« Le géant de l'habillement occupe la première place [à la Bourse espagnole] en terme de capitalisation (...) Entre atonie de la consommation, non seulement en Espagne mais aussi dans toute l'Europe, (...) et nécessité d'aller capter de nouveaux marchés beaucoup plus lointains pour conserver une rentabilité optimale, la marque espagnole va devoir transformer non seulement son modèle de conception, mais aussi adapter sa "supply chain"» (à propos de la marque espagnole de prêt-à-porter Zara).
(Audrey Fournier, sur lemonde.fr, le 14 mars 2013)
Ce que j'en pense
Il faut croire que Le Monde (.fr) n'est plus ce qu'il était.
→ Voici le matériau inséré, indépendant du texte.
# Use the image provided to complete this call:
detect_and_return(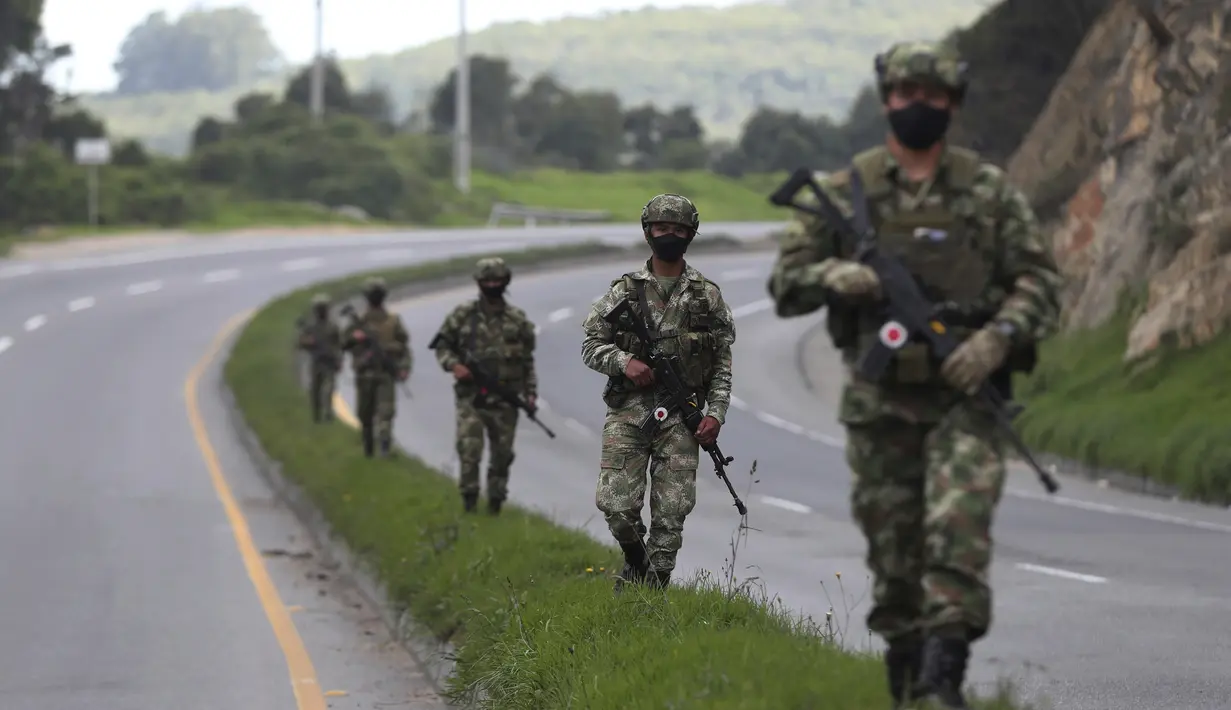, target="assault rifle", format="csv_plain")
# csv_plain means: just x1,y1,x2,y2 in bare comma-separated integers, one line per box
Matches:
603,298,748,516
427,333,555,439
340,304,414,397
295,316,339,369
769,167,1060,493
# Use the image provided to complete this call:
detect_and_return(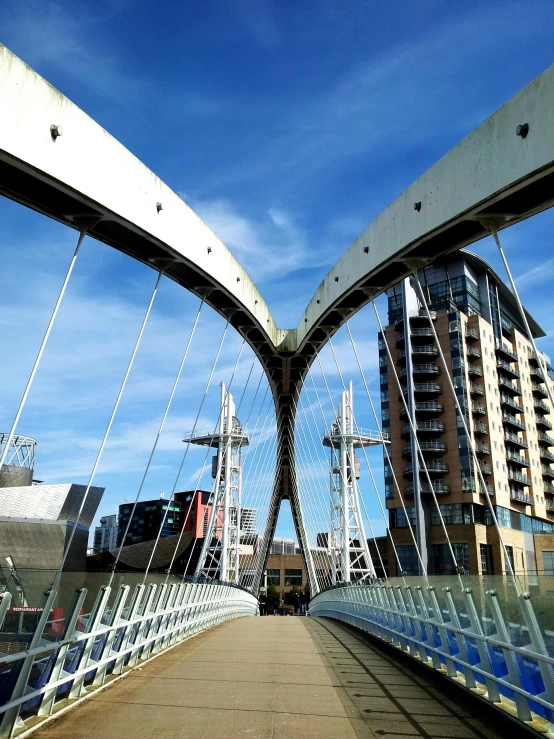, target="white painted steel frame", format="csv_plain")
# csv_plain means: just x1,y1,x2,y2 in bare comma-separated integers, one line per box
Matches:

Voilà que l'on y parle "anglais" : fast fashion (pour mode éphémère ?), supply chain (pour chaîne logistique). Voilà, surtout, que l'on ne sait plus y écrire français...
Est-il encore besoin de rappeler que le pluriel est de rigueur dans l'expression en termes de (voir à ce sujet ce billet) ?
Sans doute est-il, en revanche, nécessaire de préciser que, dans l'expression non seulement... mais, « non seulement doit toujours précéder les termes qui sont opposés » (Thomas). Ainsi écrira-t-on correctement : Non seulement il est en retard, mais il arrive les mains vides. Il est apprécié non seulement par ses amis, mais même par ses adversaires.
Force est de constater que notre journaliste semble avoir oublié non seulement ce principe élémentaire, mais encore celui qui veut que le français tende à éviter les répétitions dans une même phrase. Autant la première construction (non seulement en Espagne mais aussi dans toute l'Europe) est respectueuse de la syntaxe – à la ponctuation près –, autant la seconde met en opposition des éléments de nature grammaticale différente : un groupe nominal (son modèle de conception) et un groupe verbal (adapter sa supply chain) – en d'autres termes, des serviettes et des torchons !
Et que penser de cette jolie anacoluthe (rupture dans la construction syntaxique d'une phrase), quelques lignes plus loin : « Après avoir été reconnu en 2008 coupable de contrefaçon pour des chaussures à semelle rouge à la façon des Louboutin, la cour d'appel de Paris a finalement tranché trois ans plus tard en faveur de l'espagnol » ? Bien sûr, me direz-vous, on se doute bien que ce n'est pas la cour d'appel qui a été reconnue coupable, comme le confirme l'accord au masculin singulier, mais que de constructions bancales dans un même article ! Sans parler de la confusion entre l'adjectif espagnol et le substantif associé, qui exige la majuscule.
Un article rhabillé pour l'hiver, siffleront les mauvaises langues...
Ce qu'il conviendrait de dire
Le géant de l'habillement occupe la première place en termes de capitalisation (mieux : en matière de capitalisation). Entre atonie de la consommation, en Espagne comme dans toute l'Europe, et nécessité d'aller capter de nouveaux marchés beaucoup plus lointains pour conserver une rentabilité optimale, la marque espagnole va devoir non seulement transformer son modèle de conception, mais aussi adapter sa chaîne logistique.